A8: fünf Kilometer Stau. A99: elf Kilometer stockender Verkehr. Mittlerer Ring: Stau. Diese Verkehrsmeldungen sind in der Rushhour in und um München völlig normal. Wer kann, fährt in München vor sieben Uhr morgens los, da ab sieben nur noch wenig geht. Doch nicht nur Münchens Straßen sind voll, sondern auch die U- und S-Bahnen.

Der Grund: München wächst und wächst. 2015 soll die Marke von 1,5 Millionen Einwohnern geknackt werden – im Kern sei die Verkehrsinfrastruktur nur auf eine Million Einwohner ausgelegt gewesen, sagt Hans Podiuk, Chef der CSU-Fraktion im Münchener Stadtrat. Für die kommenden Jahre geht Podiuk von über 3,5 Millionen Einwohnern im Großraum München aus. "Das heißt, wir müssen uns etwas einfallen lassen, um den absoluten Verkehrsinfarkt zu verhindern", sagt er. Man prüfe alle Verkehrsmittel, die sich irgendwo schon einmal bewährt hätten.

Aktuell im Gespräch sind Seilbahnen oder führerlose Kabinenfahrzeuge, ähnlich der SkyLine-Bahn am Frankfurter Flughafen. Ende November stellten die Fraktionsspitzen der rot-schwarzen Koalition im Stadtrat den Antrag, die Stadtverwaltung solle den Einsatz von vollautomatischen Kabinenbahnen prüfen. Ein denkbarer Einsatzort: das BMW-Forschungszentrum im Münchener Norden. Dort könnte die Bahn Beschäftigte von den Parkplätzen zum Arbeitsplatz bringen.

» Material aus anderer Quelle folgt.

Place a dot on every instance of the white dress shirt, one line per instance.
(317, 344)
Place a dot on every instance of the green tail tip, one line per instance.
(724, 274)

Geprüft wird außerdem die Möglichkeit, Seilbahnen einzusetzen. Die Grünen und die Rosa Liste hatten einen entsprechenden Antrag eingebracht. Sie sähen die Gondeln gern im Münchener Süden zwischen dem Stadtteil Thalkirchen und dem Tierparkberg auf der anderen Seite der Isar. Stadtbaurätin Elisabeth Merk lässt zudem prüfen, ob eine Seilbahn zwischen dem flughafennahen Englschalking und der Messe in Riem machbar wäre. Im Nordosten liege das größte Siedlungsentwicklungspotenzial Münchens.

Seilbahn in der Diskussion

"Eine Seilbahn im städtischen Raum ist dann sinnvoll, wenn es um Punkt-zu-Punkt-Verbindungen geht und wenn andere Infrastrukturen wie Bahnanlagen und Autobahnen gequert werden müssen", begründet Paul Bickelbacher, Stadtrat der Grünen und Verkehrsplaner, die Idee. Beides träfe mit der Verknüpfung von Englschalking zur Messe zu. "Wenn es gelingt, die ursprüngliche Idee einer Überfahrt in nicht allzu großer Höhe mit Kosten von ungefähr 40 Millionen Euro zu realisieren, stehen die Chancen auf Umsetzung nicht schlecht", sagt Bickelbacher.

Hans Podiuk von der CSU sieht das anders: "Die derzeit in die Diskussion gebrachte Seilbahn überzeugt mich persönlich nicht." Er fände es problematisch, wenn Seilbahnen in bis zu 100 Metern Höhe über Wohnviertel hinweg fahren und die Passagiere in alle Gärten schauen könnten. Er könne sich eher Kabinenfahrzeuge vorstellen.

Die Münchener Verkehrsgesellschaft (MVG) betrachtet diese Insel-Lösungen insgesamt zurückhaltend. "Wir sind eher skeptisch, was den Nutzen und die wirtschaftliche Tragfähigkeit betrifft", sagt Burkhard Hüttl, Leiter Regie und Steuerung bei der MVG. "Seilbahnen oder Kabinenbahnen sind punktuelle Lösungen, bei denen Fahrgäste, die nur von A nach B wollen, profitieren." Zu einer möglichen Kabinenbahn im Norden meint Hüttl: "Es gibt den Vorschlag einer Kabinenbahn vom BMW-Werksgelände zur Stadtgrenze. Hier hätte aber die U2 noch Kapazitäten. Der Engpass besteht zwischen BMW-Werk und Innenstadt. Allerdings sind dies politische Entscheidungen und wenn wir mit der Prüfung beauftragt werden, dann werden wir dies tun."